Bartlett Linda, Weissman Eva, Gubin Rehana, Patton-Molitors Rachel, Friberg Ingrid K
Johns Hopkins Bloomberg School of Public Health, Baltimore, Maryland, United States of America; Maternal Child Health Integrated Program (MCHIP), Baltimore, Maryland, United States of America.
Futures Institute, New York, New York, United States of America.
PLoS One. 2014 Jun 18;9(6):e98550. doi: 10.1371/journal.pone.0098550. eCollection 2014.
To guide achievement of the Millennium Development Goals, we used the Lives Saved Tool to provide a novel simulation of potential maternal, fetal, and newborn lives and costs saved by scaling up midwifery and obstetrics services, including family planning, in 58 low- and middle-income countries. Typical midwifery and obstetrics interventions were scaled to either 60% of the national population (modest coverage) or 99% (universal coverage).
Under even a modest scale-up, midwifery services including family planning reduce maternal, fetal, and neonatal deaths by 34%. Increasing midwifery alone or integrated with obstetrics is more cost-effective than scaling up obstetrics alone; when family planning was included, the midwifery model was almost twice as cost-effective as the obstetrics model, at $2,200 versus $4,200 per death averted.
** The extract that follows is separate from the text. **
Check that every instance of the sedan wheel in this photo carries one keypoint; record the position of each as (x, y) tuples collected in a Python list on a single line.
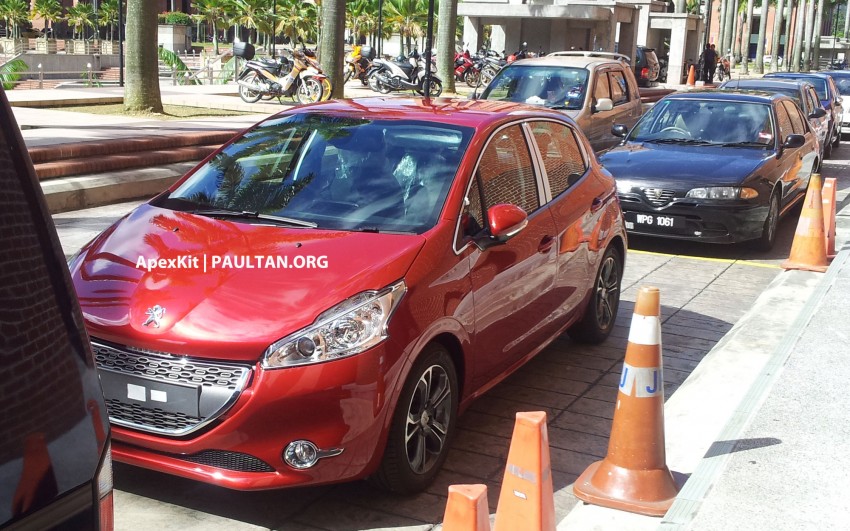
[(423, 425), (601, 312)]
The most effective strategy was the most comprehensive: increasing midwives, obstetricians, and family planning could prevent 69% of total deaths under universal scale-up, yielding a cost per death prevented of just $2,100. Within this analysis, the interventions which midwifery and obstetrics are poised to deliver most effectively are different, with midwifery benefits delivered across the continuum of pre-pregnancy, prenatal, labor and delivery, and postpartum-postnatal care, and obstetrics benefits focused mostly on delivery. Including family planning within each scope of practice reduced the number of likely births, and thus deaths, and increased the cost-effectiveness of the entire package (e.g., a 52% reduction in deaths with midwifery and obstetrics increased to 69% when family planning was added; cost decreased from $4,000 to $2,100 per death averted).
This analysis suggests that scaling up midwifery and obstetrics could bring many countries closer to achieving mortality reductions. Midwives alone can achieve remarkable mortality reductions, particularly when they also perform family planning services--the greatest return on investment occurs with the scale-up of midwives and obstetricians together.
为指导千年发展目标的实现,我们使用了“挽救生命工具”,对58个低收入和中等收入国家扩大助产和产科服务(包括计划生育)可挽救的孕产妇、胎儿和新生儿生命以及节省的成本进行了全新模拟。典型的助产和产科干预措施扩大到全国人口的60%(适度覆盖)或99%(全面覆盖)。
即使在适度扩大规模的情况下,包括计划生育在内的助产服务也能使孕产妇、胎儿和新生儿死亡人数减少34%。单独扩大助产服务或与产科服务相结合,比单独扩大产科服务更具成本效益;当纳入计划生育时,助产模式的成本效益几乎是产科模式的两倍,每避免一例死亡的成本分别为2200美元和4200美元。最有效的策略是最全面的策略:在全面扩大规模的情况下,增加助产士、产科医生和计划生育服务可预防69%的总死亡人数,每避免一例死亡的成本仅为2100美元。在该分析中,助产和产科有望最有效提供的干预措施有所不同,助产服务的益处贯穿孕前、产前、分娩和产后护理的全过程,而产科服务的益处主要集中在分娩方面。在每个业务范围内纳入计划生育减少了可能的出生数量,从而减少了死亡人数,并提高了整个套餐的成本效益(例如,助产和产科服务使死亡人数减少52%,加入计划生育后增加到69%;每避免一例死亡的成本从4000美元降至2100美元)。
该分析表明,扩大助产和产科服务可使许多国家更接近实现死亡率降低的目标。仅助产士就能显著降低死亡率,特别是当他们也提供计划生育服务时——扩大助产士和产科医生的规模可带来最大的投资回报。